Are you cynical?
This blog entry will not make a difference in your life. It's a waste of your time. Why click? At the very least you'll skim, utter an obligatory "mmmmm" and then move along to checking your Facebook status. You've got more important things to do than to allow one blog entry of billions to stop you in your tracks, rock your world, and provoke deep, genuine attitude change. Because you live your life absorbed in your smartphone, what you read makes absolutely no difference in the rest of your day. It's skimmed, read, and then relegated to the inconsequential because You. Are. Shallow. You're cynical. ...And so am I for thinking these things.
In his book A Praying Life, Paul Miller (reviewed here) has an excellent section about cyncism, saying that our culture loves to be detached, critical observers of anything of significance.
One dictionary defines cynicism like this: an attitude of scornful or jaded negativity, especially a general distrust of the integrity or professed motives of others. Sound familiar? Hit close to home?
I want to challenge you today - this day - to sit down for 10 minutes and ask yourself why you have become so cynical. Close your browser windows. Turn off the TV or music. Get quiet and get real. Our culture is suffocating under a tsunami of cynicism, and you are drowning in it. You just don't know it. You desperately need some quiet time to assess just how deeply your hopes and heart have been wounded.
Here are a few things that lead to cynicism:
Disappointment with others
Consistent frustration with systems and organizations
Inability to influence
Lack of control
Seemingly unjustified hardships, sufferings or tragedies
Harlem Shake videos
I can speak to cynicism because I am a recovering cynic. Back in 2005, I wrote a blog entry called A Sheep's Tale which documented my descent into cynicism and contained these words:
God had allowed life to happen to me. The beginnings of cynicism pitched a pup tent on the outskirts of my consciousness and planned a longer camping trip later.
In his bookA Long Obedience in the Same Direction(synopsis here) Eugene Peterson said:
The only cure for cynicism is to bring it out behind the scenes. It is a parasite on faith. The reason that many of us don’t ardently believe in the gospel is that we have never given it a rigorous testing, thrown our hard questions at it, faced it with our most prickly doubts.
How do you shut down cynicism? It sounds trite, but try trust. If cynicism is "an attitude of scornful or jaded negativity," then you must change your attitude.

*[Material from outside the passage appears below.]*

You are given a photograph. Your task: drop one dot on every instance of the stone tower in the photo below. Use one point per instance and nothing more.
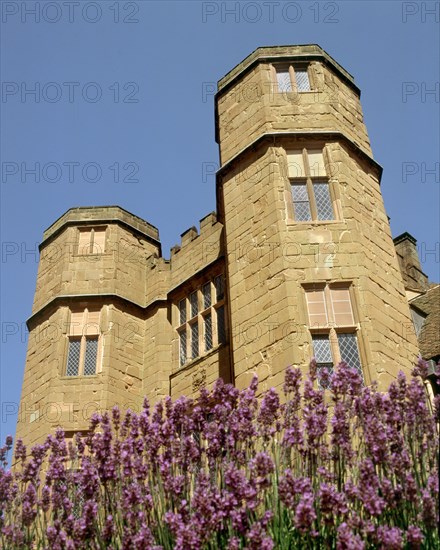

Your attitude changes only when your mind does. So changing your attitude is as simple/difficult as changing your mind. We change our mind by changing what we think about. Whatever you dwell upon is what you become. One possible translation of Proverbs 23.7 is "For as he thinks in his heart, so is he."
You just must trust. Trust or bust. You must refuse to remain in the sin of cynicism because it short circuits faith. When you are distrusting, negative and skeptical, it erodes the landscape of your heart and the simple beauty of "casting all your cares upon Him for He cares for you." (1 Peter 5.7)
Another warning: cynicism loves company. You will be tempted to defend your cynicism by excuses like:
You don't know what he did to me.
You don't understand.
They have hurt me so deeply, I can't forgive.
I will never trust ______ again.
As you do so, you'll gather around you those who are willing to allow you to nurture your cynicism. It's because they are also trapped in this vicious, soul-destroying mindset. Look around you. If your "friends" and social circle is negative, complaining, condemning and haughty, you are definitely in the vise grip of cynicism. You've lost friends because, well, you're no fun to be around. Cynicism destroys relationships.
When you think that your opinion on whatever is what is reality, when you think that the content that comes from you and your circle of friends is better than the content that comes from other sources, you are cynical. Cynicism divides. It is a sin that makes schism.
A final warning: Don't discount the power of this entry to lead to lasting change. Don't close this page without reflection. Don't click too quick. Cynicism would have you discount what you've read and refuse to apply it and change. Don't allow it to rob you of any more life. It's time to reengage with relationships. To forgive. To renew. To allow the warm heat of God's love to melt your heart again.